The Massachusetts Medical Error Coalition has taken several steps to eliminate errors. It has developed a consumer pamphlet regarding medical errors, held leadership forums, spawned coalition member initiatives, extended its media outreach, and hired an executive director. The state has set up reporting and investigation systems: one for hospitals and one for nursing homes. In hospitals, the most serious errors must be immediately reported by telephone; all others must be reported in writing within seven days. Reports become public after the investigation is completed.
Richard Lee, deputy secretary of quality assurance with the Pennsylvania Department of Health in Harrisburg, says reducing errors requires better communication between the board of health and other health care departments. Helping determine the number of medical errors and how they occur can be done by checking hospital records and looking at the discharge codes. "ICD-9 cards will give a guide to finding errors in your state," Mr. Lee advises.
Pennsylvania would like to have a separate reporting system for near-misses, he added. "There seem to be a tremendous number of hospitals that are underreporting. I can’t believe they are not having problems."

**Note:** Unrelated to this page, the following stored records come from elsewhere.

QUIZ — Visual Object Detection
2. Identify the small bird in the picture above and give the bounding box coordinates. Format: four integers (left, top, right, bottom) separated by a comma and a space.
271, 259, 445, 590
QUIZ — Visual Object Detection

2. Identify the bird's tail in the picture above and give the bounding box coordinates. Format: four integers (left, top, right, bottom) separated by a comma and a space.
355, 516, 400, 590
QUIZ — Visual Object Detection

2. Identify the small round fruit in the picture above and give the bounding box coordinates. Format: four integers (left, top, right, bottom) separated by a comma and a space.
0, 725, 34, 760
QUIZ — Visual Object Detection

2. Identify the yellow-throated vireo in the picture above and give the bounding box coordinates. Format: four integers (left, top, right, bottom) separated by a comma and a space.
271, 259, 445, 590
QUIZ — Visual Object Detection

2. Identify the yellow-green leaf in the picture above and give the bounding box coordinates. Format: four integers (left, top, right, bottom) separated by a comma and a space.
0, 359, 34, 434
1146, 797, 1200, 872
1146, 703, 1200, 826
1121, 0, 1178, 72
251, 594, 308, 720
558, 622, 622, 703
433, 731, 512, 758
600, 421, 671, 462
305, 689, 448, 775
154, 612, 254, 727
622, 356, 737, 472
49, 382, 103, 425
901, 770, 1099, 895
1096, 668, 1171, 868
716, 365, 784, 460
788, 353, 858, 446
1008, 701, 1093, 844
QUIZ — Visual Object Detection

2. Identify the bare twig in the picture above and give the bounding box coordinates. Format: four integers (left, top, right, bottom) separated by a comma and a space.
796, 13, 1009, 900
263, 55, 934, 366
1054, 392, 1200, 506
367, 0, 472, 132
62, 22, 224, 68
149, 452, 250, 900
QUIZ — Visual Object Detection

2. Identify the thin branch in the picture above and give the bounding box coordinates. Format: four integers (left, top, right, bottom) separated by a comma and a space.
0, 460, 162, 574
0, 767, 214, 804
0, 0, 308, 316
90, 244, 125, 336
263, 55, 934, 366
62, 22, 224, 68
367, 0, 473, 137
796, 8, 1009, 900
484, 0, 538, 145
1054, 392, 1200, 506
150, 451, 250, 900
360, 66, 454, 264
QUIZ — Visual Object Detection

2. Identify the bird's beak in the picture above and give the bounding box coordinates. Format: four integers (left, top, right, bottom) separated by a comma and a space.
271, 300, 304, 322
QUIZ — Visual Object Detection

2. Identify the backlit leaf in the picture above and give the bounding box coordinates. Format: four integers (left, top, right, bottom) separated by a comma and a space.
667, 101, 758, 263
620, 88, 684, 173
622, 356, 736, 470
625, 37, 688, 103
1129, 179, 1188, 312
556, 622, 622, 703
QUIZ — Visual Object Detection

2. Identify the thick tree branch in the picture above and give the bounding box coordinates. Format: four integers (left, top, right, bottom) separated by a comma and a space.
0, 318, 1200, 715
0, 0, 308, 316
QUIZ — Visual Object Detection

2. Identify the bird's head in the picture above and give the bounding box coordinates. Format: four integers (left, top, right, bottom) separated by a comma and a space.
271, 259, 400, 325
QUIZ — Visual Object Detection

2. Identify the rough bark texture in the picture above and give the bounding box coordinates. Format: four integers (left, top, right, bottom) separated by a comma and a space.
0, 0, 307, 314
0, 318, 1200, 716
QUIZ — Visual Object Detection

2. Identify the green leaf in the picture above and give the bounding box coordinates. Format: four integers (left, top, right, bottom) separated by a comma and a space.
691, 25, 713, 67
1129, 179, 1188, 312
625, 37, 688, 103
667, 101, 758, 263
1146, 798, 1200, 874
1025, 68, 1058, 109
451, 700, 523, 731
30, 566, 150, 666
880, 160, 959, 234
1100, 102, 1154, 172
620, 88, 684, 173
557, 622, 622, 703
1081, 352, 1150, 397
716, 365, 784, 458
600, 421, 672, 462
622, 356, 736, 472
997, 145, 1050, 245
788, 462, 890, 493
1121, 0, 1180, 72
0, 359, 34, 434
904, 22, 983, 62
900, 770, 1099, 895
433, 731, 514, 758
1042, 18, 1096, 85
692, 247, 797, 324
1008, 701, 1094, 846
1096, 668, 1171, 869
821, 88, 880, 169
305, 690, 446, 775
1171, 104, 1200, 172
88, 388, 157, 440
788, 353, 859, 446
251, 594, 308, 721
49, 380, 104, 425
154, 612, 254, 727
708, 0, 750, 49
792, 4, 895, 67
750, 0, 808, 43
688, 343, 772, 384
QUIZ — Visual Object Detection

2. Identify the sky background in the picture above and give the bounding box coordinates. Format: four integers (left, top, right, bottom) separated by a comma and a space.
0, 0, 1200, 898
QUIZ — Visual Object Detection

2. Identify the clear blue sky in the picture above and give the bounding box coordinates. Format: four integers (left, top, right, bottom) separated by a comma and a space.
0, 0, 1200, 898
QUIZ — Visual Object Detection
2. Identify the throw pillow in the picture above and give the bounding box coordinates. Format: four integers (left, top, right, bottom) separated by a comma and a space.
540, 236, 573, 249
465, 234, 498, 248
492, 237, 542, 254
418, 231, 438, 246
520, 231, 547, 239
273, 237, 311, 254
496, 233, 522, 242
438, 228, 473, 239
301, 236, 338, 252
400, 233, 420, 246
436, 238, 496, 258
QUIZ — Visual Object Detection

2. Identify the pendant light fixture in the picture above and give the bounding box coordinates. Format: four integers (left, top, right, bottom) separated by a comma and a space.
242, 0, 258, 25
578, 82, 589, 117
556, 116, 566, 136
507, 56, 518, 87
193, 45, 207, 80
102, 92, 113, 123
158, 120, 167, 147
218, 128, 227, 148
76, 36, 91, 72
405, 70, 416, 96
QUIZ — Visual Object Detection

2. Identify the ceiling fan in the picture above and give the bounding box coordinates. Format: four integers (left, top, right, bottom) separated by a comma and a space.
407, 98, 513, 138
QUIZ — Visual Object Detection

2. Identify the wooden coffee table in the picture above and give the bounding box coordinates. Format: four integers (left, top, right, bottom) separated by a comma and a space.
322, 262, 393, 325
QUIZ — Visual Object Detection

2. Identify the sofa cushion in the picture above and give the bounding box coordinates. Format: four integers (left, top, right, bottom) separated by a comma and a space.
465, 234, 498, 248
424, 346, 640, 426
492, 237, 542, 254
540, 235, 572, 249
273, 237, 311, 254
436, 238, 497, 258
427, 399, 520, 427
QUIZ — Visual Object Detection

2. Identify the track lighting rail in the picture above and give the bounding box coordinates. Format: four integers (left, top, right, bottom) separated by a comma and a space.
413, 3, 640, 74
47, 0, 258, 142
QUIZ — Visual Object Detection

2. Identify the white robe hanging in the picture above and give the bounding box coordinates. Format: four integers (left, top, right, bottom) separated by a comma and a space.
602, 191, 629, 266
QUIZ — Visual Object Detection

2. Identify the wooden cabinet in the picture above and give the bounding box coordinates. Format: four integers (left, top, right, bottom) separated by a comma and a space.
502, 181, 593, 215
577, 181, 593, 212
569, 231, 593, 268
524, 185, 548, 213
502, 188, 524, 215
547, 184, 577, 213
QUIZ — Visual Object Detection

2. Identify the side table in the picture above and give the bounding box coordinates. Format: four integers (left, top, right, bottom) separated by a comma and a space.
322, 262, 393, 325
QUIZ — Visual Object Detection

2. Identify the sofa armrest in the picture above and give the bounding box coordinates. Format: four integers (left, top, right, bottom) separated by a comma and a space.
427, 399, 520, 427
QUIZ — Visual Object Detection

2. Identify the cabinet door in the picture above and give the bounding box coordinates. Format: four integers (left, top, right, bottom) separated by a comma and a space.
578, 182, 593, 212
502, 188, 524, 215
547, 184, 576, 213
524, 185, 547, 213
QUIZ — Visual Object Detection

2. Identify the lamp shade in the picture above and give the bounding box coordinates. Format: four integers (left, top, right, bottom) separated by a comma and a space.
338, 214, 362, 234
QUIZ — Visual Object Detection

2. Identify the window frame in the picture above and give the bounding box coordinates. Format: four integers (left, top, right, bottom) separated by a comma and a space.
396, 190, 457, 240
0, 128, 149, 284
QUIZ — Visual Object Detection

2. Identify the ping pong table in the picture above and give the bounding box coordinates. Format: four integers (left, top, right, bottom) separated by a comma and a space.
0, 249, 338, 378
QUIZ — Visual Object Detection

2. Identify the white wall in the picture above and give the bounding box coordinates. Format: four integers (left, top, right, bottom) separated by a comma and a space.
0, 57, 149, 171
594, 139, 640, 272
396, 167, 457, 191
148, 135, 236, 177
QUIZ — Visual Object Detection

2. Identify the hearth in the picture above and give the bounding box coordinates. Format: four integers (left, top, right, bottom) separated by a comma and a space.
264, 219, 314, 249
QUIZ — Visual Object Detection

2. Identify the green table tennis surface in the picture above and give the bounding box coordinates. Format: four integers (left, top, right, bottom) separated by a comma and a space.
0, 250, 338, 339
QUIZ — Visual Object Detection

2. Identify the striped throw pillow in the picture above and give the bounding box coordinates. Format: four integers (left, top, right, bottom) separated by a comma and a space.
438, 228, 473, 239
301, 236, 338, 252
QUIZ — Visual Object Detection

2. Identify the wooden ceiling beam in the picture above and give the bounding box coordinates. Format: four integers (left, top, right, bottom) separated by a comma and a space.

While New York state has a mandatory reporting system, according to Robert Barnett, director of the Patient Safety Center at the New York State Department of Health in Delmar, there is underreporting to the state, he says. "Should the state have a role in near-miss situations? We’re struggling with this."
New York’s Patient Occurrence Reporting and Tracking System (NYPORTS) is the state’s mandatory adverse-event reporting system. It is a Internet-based system that began in 1995. Hospitals can use it to get feedback on their own reporting patterns and compare them with other hospitals in the region and state. One of the challenges to reducing medical errors and improving patient safety, according to Mr. Lee, is to provide leadership in developing best practices and tools for patient safety and to be sure to include industry experts in the effort.